Sous les combles, il avait trouvé moyen d’en cacher plusieurs qui, l’un après l’autre, en avaient été délogés à coups de balai par la grosse femme. Sam lui-même avait eu droit à sa part. Lorsque Margot l’avait pourchassé à travers la maison, le balai lui avait fait des auréoles poussiéreuses autour de la tête.
Après avoir soigneusement recouvert la toiture de l’aile avec du chaume neuf et aromatique, Hubert s’était occupé de la grange. À partir de ce moment, brebis et volailles n’avaient plus eu accès à la demeure. Margot avait pu balayer leurs crottes à l’extérieur. Sam avait été soulagé que l’instrument fût occupé autre part : sa tête n’en pouvait plus.

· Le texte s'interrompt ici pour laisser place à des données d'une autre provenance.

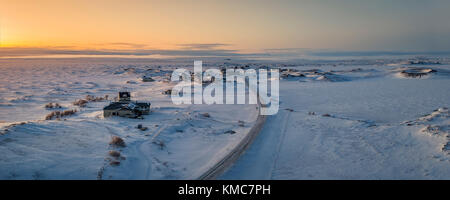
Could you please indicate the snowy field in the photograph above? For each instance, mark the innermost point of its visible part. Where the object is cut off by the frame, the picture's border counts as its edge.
(338, 119)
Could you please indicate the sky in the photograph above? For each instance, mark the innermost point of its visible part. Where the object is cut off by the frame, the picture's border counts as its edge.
(232, 27)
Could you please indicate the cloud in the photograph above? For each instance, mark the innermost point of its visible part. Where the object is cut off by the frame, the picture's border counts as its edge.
(203, 46)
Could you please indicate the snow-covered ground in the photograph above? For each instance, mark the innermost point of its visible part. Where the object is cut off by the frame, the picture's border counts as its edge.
(338, 119)
(364, 122)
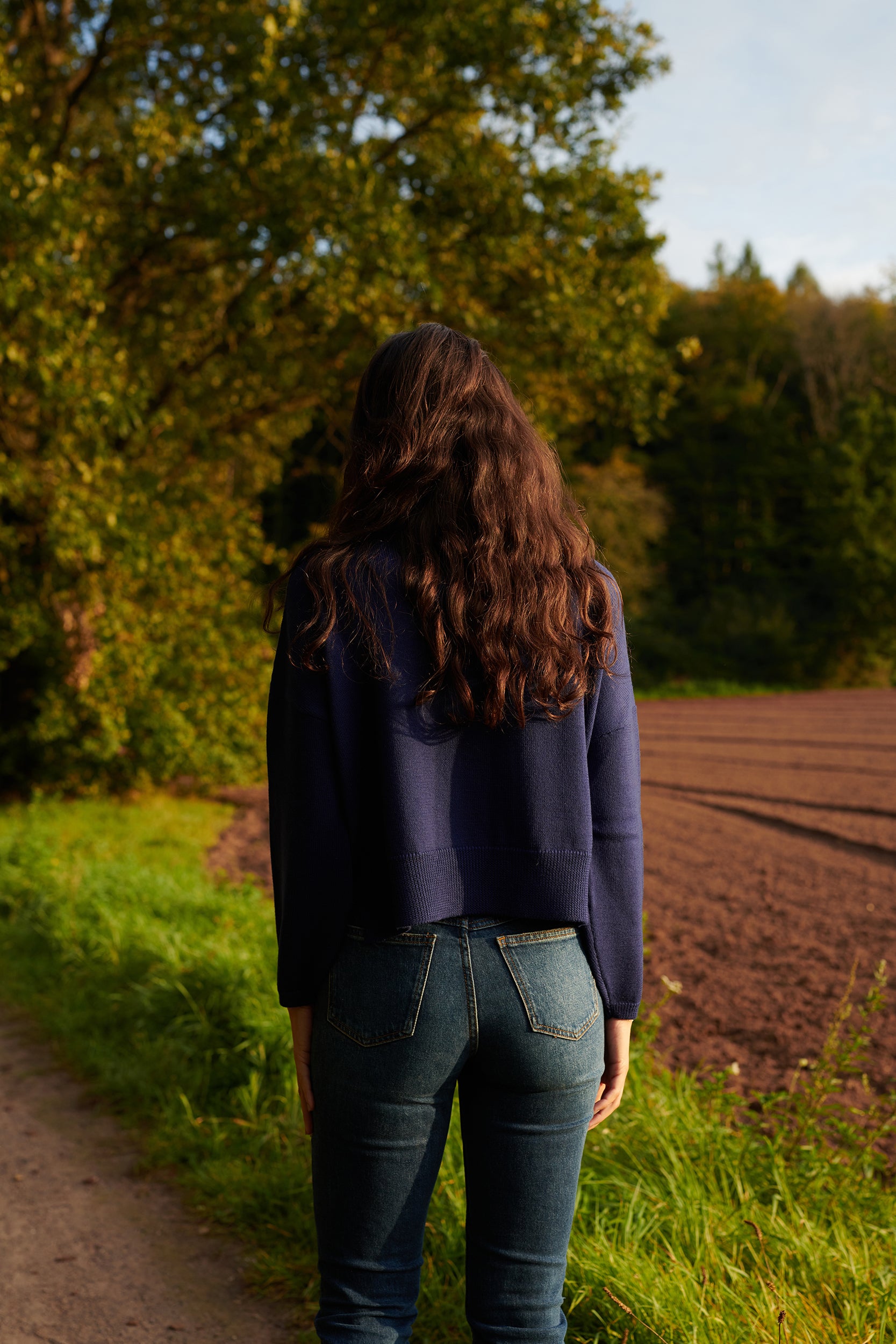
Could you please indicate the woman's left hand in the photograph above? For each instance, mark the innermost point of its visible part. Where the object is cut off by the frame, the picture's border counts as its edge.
(302, 1023)
(615, 1069)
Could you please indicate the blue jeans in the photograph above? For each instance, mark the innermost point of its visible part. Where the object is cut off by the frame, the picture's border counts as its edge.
(510, 1012)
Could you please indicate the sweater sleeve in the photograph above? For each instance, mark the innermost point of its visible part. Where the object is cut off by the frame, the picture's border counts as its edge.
(615, 885)
(311, 854)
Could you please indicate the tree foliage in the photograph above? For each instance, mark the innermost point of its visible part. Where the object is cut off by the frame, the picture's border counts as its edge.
(209, 217)
(778, 466)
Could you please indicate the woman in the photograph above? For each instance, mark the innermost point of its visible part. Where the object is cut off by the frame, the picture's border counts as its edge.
(456, 840)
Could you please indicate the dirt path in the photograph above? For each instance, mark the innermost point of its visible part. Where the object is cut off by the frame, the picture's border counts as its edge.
(90, 1253)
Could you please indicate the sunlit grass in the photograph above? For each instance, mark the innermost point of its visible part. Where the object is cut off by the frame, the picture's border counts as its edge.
(157, 983)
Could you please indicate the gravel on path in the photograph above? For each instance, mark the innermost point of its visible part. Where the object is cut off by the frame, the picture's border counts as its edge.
(89, 1252)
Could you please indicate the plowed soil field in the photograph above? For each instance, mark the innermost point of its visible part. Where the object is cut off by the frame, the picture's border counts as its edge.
(770, 853)
(770, 834)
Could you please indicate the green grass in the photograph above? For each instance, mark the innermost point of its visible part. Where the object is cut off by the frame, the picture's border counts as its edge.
(157, 985)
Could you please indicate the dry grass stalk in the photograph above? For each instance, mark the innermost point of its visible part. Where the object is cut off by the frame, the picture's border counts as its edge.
(636, 1319)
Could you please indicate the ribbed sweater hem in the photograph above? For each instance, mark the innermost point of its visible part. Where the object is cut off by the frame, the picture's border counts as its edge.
(519, 883)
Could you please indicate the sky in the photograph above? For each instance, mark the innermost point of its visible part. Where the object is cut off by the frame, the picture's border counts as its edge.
(778, 125)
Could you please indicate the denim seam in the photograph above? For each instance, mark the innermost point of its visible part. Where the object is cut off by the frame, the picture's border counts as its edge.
(526, 995)
(512, 940)
(417, 999)
(472, 1017)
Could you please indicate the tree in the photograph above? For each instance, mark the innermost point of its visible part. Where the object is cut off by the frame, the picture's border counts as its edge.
(210, 214)
(777, 466)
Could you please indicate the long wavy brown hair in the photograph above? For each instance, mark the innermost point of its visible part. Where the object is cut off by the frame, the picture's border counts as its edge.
(494, 554)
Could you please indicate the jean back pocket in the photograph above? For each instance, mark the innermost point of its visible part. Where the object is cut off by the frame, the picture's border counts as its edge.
(555, 982)
(377, 985)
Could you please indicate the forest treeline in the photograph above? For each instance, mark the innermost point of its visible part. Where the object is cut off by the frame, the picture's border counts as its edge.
(210, 218)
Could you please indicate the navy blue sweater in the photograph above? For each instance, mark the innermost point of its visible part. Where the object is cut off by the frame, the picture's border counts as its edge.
(385, 812)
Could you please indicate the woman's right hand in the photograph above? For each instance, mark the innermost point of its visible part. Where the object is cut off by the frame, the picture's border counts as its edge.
(302, 1025)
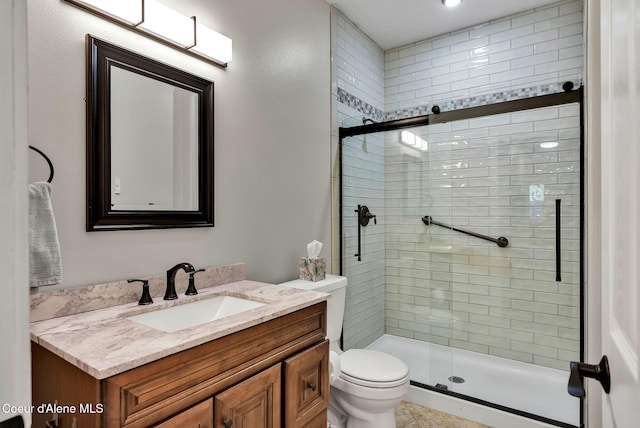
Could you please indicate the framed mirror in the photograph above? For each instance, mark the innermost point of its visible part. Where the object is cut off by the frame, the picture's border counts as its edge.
(149, 143)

Le gamin était loin de se douter que, sous peu, son univers allait être considérablement modifié.
*
Ils arrivèrent au domaine alors que ses habitants s’étaient mis à pied d’œuvre pour s’assurer de quoi passer l’hiver. Les hommes étaient partis de bon matin braconner en forêt. Les femmes cueillaient fruits et noix sauvages dans le bois non loin de la maison. Seul Sam était resté dans la cour pour fumer du poisson. Ce fut lui qui, le premier, vit le chariot cahoter péniblement dans l’allée bordée de peupliers. Il se pencha légèrement afin de mieux l’épier derrière son écran de fumée étouffante : deux cavaliers escortaient ce chariot qui était conduit par un petau* maussade. Quelqu’un était étendu dedans.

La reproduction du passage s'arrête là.